SocGen has maintained for months that a settlement of alleged violations of U.S. sanctions on Iran and Cuba is weeks away, only for a final agreement to be pushed back. Oudea did his best to draw a line under the affair in the third quarter by setting aside an additional 136 million euros – bringing the total kitty to nearly 1.6 billion euros – and boldly announcing that should “put an end” to the matter.

If his claim holds, then SocGen’s prospects look brighter than they did three months ago. Underlying revenue rose by 4 percent in the third quarter, mostly due to a robust performance from its international retail banking business, including Russia, and a solid French market. That helped lift the bank’s annualised return on tangible equity above the presumed 10 percent hurdle at which it creates value for shareholders.

Crucially, SocGen avoided mishaps on the trading floor. Like domestic rivals BNP Paribas BNPP.PA and Credit Agricole, its investment banking unit lagged behind U.S. rivals in revenue terms in the first half. But in the three months to September the division boosted net income by 6 percent year-on-year, helped by a 19 percent jump in equity trading revenue and a flat top line in fixed income.

If SocGen can sustain that performance for more than one quarter, it should escape its value trap. Analysts expect the bank to earn 4.93 euros per share next year.
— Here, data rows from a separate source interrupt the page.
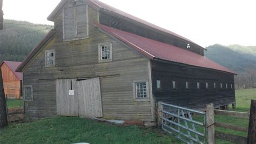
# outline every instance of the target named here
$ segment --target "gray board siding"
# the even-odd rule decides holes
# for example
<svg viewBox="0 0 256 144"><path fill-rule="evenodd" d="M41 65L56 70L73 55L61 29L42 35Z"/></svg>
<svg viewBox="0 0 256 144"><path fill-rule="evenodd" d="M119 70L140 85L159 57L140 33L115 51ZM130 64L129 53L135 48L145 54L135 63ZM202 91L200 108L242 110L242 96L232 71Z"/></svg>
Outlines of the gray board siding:
<svg viewBox="0 0 256 144"><path fill-rule="evenodd" d="M133 81L149 80L147 59L110 38L94 26L98 12L89 6L89 38L63 42L62 16L55 20L55 37L24 70L24 84L32 85L33 101L24 102L26 114L31 118L56 114L55 79L100 78L103 116L106 119L152 121L150 101L133 99ZM98 44L110 42L113 61L98 63ZM44 51L55 50L55 67L45 67ZM116 77L104 76L114 75Z"/></svg>

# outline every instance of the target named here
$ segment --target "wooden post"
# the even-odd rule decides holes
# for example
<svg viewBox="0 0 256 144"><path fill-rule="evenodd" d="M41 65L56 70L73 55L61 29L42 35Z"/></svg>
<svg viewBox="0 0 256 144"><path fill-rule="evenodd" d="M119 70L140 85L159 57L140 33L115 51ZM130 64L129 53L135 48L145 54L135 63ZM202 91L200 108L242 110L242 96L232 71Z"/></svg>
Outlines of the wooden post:
<svg viewBox="0 0 256 144"><path fill-rule="evenodd" d="M161 128L161 126L162 120L161 117L162 116L162 112L161 111L163 109L161 103L161 101L157 102L157 127L158 128Z"/></svg>
<svg viewBox="0 0 256 144"><path fill-rule="evenodd" d="M212 103L206 105L206 126L207 143L215 144L214 112Z"/></svg>
<svg viewBox="0 0 256 144"><path fill-rule="evenodd" d="M256 143L256 100L252 100L248 131L247 144Z"/></svg>

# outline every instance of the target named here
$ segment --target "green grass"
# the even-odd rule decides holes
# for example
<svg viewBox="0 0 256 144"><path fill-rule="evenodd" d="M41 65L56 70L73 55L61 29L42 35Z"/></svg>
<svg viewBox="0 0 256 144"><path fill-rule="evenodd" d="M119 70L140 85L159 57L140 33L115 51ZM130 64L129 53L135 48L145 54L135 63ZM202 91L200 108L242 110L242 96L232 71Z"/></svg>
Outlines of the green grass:
<svg viewBox="0 0 256 144"><path fill-rule="evenodd" d="M6 101L8 108L20 108L23 106L22 100L17 99L8 99Z"/></svg>
<svg viewBox="0 0 256 144"><path fill-rule="evenodd" d="M239 90L235 93L237 109L231 110L249 112L251 99L256 99L256 89ZM9 108L16 107L22 106L22 101L9 100L8 105ZM196 119L202 118L198 116L195 118ZM215 115L215 120L248 127L248 120L246 119ZM197 127L197 129L201 131L203 130L199 127ZM245 137L247 134L218 127L215 127L215 129ZM0 143L70 143L81 142L90 143L183 143L176 138L152 128L136 126L118 126L74 117L56 116L30 123L11 124L0 130ZM217 139L216 143L232 143Z"/></svg>
<svg viewBox="0 0 256 144"><path fill-rule="evenodd" d="M256 88L236 90L237 108L233 110L238 112L250 112L252 99L256 100ZM230 107L232 108L232 107Z"/></svg>
<svg viewBox="0 0 256 144"><path fill-rule="evenodd" d="M0 131L0 143L176 143L169 135L137 126L125 127L74 117L56 116L11 125ZM174 140L177 140L174 139Z"/></svg>

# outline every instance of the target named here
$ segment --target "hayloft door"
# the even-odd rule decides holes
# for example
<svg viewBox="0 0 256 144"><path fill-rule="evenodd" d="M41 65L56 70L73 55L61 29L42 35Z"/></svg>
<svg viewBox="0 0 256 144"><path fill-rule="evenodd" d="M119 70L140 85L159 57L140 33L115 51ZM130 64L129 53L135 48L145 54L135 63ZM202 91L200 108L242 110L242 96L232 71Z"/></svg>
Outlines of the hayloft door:
<svg viewBox="0 0 256 144"><path fill-rule="evenodd" d="M78 115L81 118L103 116L99 78L77 81Z"/></svg>
<svg viewBox="0 0 256 144"><path fill-rule="evenodd" d="M78 92L76 79L56 80L57 115L78 116Z"/></svg>

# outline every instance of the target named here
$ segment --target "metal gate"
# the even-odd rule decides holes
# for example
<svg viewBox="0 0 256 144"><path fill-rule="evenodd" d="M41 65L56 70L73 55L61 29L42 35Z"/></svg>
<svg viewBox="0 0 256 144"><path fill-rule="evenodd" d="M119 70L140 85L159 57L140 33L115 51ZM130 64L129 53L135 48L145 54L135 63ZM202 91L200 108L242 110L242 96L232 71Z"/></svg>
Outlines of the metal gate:
<svg viewBox="0 0 256 144"><path fill-rule="evenodd" d="M186 143L205 143L206 113L161 102L161 128ZM196 115L196 120L193 115Z"/></svg>

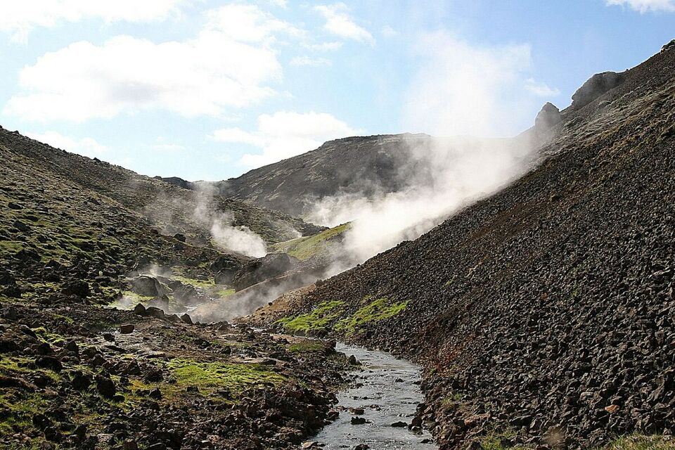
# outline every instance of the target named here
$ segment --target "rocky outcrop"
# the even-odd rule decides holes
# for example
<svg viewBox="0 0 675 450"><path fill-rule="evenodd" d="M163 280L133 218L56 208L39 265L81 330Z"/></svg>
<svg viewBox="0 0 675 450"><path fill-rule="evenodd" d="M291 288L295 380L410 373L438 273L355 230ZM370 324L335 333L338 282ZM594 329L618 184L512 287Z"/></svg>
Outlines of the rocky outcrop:
<svg viewBox="0 0 675 450"><path fill-rule="evenodd" d="M291 271L298 262L285 253L270 253L247 262L234 276L232 285L237 290L245 289Z"/></svg>
<svg viewBox="0 0 675 450"><path fill-rule="evenodd" d="M551 102L546 102L534 119L534 129L537 133L544 133L560 123L562 120L558 107Z"/></svg>
<svg viewBox="0 0 675 450"><path fill-rule="evenodd" d="M612 107L565 110L530 173L287 313L340 300L324 333L423 362L442 449L675 431L675 52L621 78L596 77ZM406 306L345 331L373 298Z"/></svg>
<svg viewBox="0 0 675 450"><path fill-rule="evenodd" d="M608 91L621 84L625 79L625 72L603 72L589 78L572 96L572 107L579 109Z"/></svg>

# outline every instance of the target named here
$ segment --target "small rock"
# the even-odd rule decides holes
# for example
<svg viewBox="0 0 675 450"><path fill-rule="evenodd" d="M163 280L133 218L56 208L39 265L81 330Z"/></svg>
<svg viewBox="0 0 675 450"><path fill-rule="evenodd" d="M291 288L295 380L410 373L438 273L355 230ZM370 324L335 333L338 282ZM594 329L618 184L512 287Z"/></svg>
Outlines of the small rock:
<svg viewBox="0 0 675 450"><path fill-rule="evenodd" d="M106 399L112 399L115 397L117 388L115 386L115 382L110 378L103 375L97 375L96 390Z"/></svg>
<svg viewBox="0 0 675 450"><path fill-rule="evenodd" d="M123 335L131 334L135 328L133 323L125 323L120 327L120 333Z"/></svg>
<svg viewBox="0 0 675 450"><path fill-rule="evenodd" d="M621 407L619 405L616 405L616 404L610 405L609 406L605 406L605 411L606 411L610 414L617 412L620 409Z"/></svg>
<svg viewBox="0 0 675 450"><path fill-rule="evenodd" d="M138 314L139 316L146 316L146 307L143 306L142 303L139 303L134 307L134 314Z"/></svg>

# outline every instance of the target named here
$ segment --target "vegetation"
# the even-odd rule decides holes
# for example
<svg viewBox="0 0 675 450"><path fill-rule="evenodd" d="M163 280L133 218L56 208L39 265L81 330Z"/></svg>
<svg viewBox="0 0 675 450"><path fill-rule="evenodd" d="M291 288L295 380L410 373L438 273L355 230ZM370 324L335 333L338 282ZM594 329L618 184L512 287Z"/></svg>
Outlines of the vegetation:
<svg viewBox="0 0 675 450"><path fill-rule="evenodd" d="M272 248L298 259L307 259L316 255L328 253L331 245L330 240L340 236L350 226L349 223L343 224L312 236L297 238L274 244Z"/></svg>
<svg viewBox="0 0 675 450"><path fill-rule="evenodd" d="M196 386L205 392L226 388L237 393L252 386L276 385L286 380L283 375L260 364L176 359L167 366L179 385Z"/></svg>
<svg viewBox="0 0 675 450"><path fill-rule="evenodd" d="M386 297L375 299L358 309L350 317L339 321L334 328L336 331L344 332L347 335L354 334L363 325L393 317L404 311L407 306L407 301L390 304Z"/></svg>
<svg viewBox="0 0 675 450"><path fill-rule="evenodd" d="M392 303L386 297L371 301L371 295L364 297L364 302L368 304L352 314L345 314L344 302L326 301L320 303L309 313L284 317L275 323L281 325L290 333L309 333L331 328L349 335L356 333L366 323L385 320L399 314L408 306L407 301Z"/></svg>
<svg viewBox="0 0 675 450"><path fill-rule="evenodd" d="M284 317L278 320L276 323L281 325L292 333L325 330L329 323L340 317L344 303L340 300L322 302L312 309L311 312L295 317Z"/></svg>

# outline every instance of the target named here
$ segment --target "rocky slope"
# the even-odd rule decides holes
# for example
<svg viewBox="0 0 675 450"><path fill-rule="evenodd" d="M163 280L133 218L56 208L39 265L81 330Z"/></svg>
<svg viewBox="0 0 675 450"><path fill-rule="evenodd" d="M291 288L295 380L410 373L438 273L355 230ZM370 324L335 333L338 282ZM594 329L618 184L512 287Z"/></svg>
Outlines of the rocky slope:
<svg viewBox="0 0 675 450"><path fill-rule="evenodd" d="M675 49L594 78L535 169L259 322L423 362L442 449L672 435Z"/></svg>
<svg viewBox="0 0 675 450"><path fill-rule="evenodd" d="M51 181L67 180L147 217L166 235L186 236L188 242L206 244L218 214L226 213L224 224L246 226L267 243L309 236L323 229L285 214L214 195L212 191L181 188L160 179L139 175L119 166L53 148L16 131L0 127L0 151L17 172L27 165ZM20 173L20 172L17 172Z"/></svg>
<svg viewBox="0 0 675 450"><path fill-rule="evenodd" d="M431 145L425 134L349 137L217 184L226 196L302 217L323 197L400 191L416 173L412 148ZM196 185L193 185L196 186Z"/></svg>
<svg viewBox="0 0 675 450"><path fill-rule="evenodd" d="M184 314L288 269L221 251L195 205L268 243L323 229L1 129L0 159L0 448L288 449L323 425L331 345Z"/></svg>

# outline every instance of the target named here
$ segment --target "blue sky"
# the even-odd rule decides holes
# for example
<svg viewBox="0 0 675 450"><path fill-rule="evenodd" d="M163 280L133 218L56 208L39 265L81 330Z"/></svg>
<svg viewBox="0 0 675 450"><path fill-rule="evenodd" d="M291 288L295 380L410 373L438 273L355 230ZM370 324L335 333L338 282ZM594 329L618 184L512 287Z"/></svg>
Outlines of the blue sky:
<svg viewBox="0 0 675 450"><path fill-rule="evenodd" d="M510 136L675 38L675 0L23 0L0 124L219 180L353 134Z"/></svg>

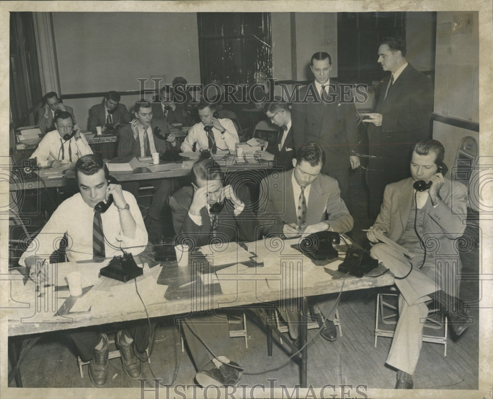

That’s equivalent to a 9 percent return on SocGen’s current tangible equity. Yet even after a 3.5 percent jump on Thursday morning the lender’s shares are still valued at 35 percent less than its tangible book value. The long-awaited settlement and a more consistent performance by its traders would close the gap.

 

CONTEXT NEWS

- Société Générale on Nov. 8 reported net income of 1.2 billion euros in the third quarter, up 32 percent from the same period a year earlier, on revenue up 10 percent year-on-year to 6.5 billion euros. Underlying net income, which excludes one-off charges and a revaluation of certain assets, was up 19 percent year-on-year.

- The Paris-based lender reported annualised return on tangible equity of 10.9 percent for the quarter, compared with 8.1 percent a year earlier.

- Its common equity Tier 1 capital ratio at the end of September was 11.2 percent, 8 basis points higher than three months earlier.

- Chief Executive Frederic Oudea said the bank had “put an end to the financial impact” of ongoing litigation with US authorities. The lender announced an additional 136 million euros in provisions for legal disputes, bringing the total it has set aside to 1.58 billion euros.

- Shares in Société Générale were up 4 percent at 34.4 euros by 0915 GMT on Nov. 8.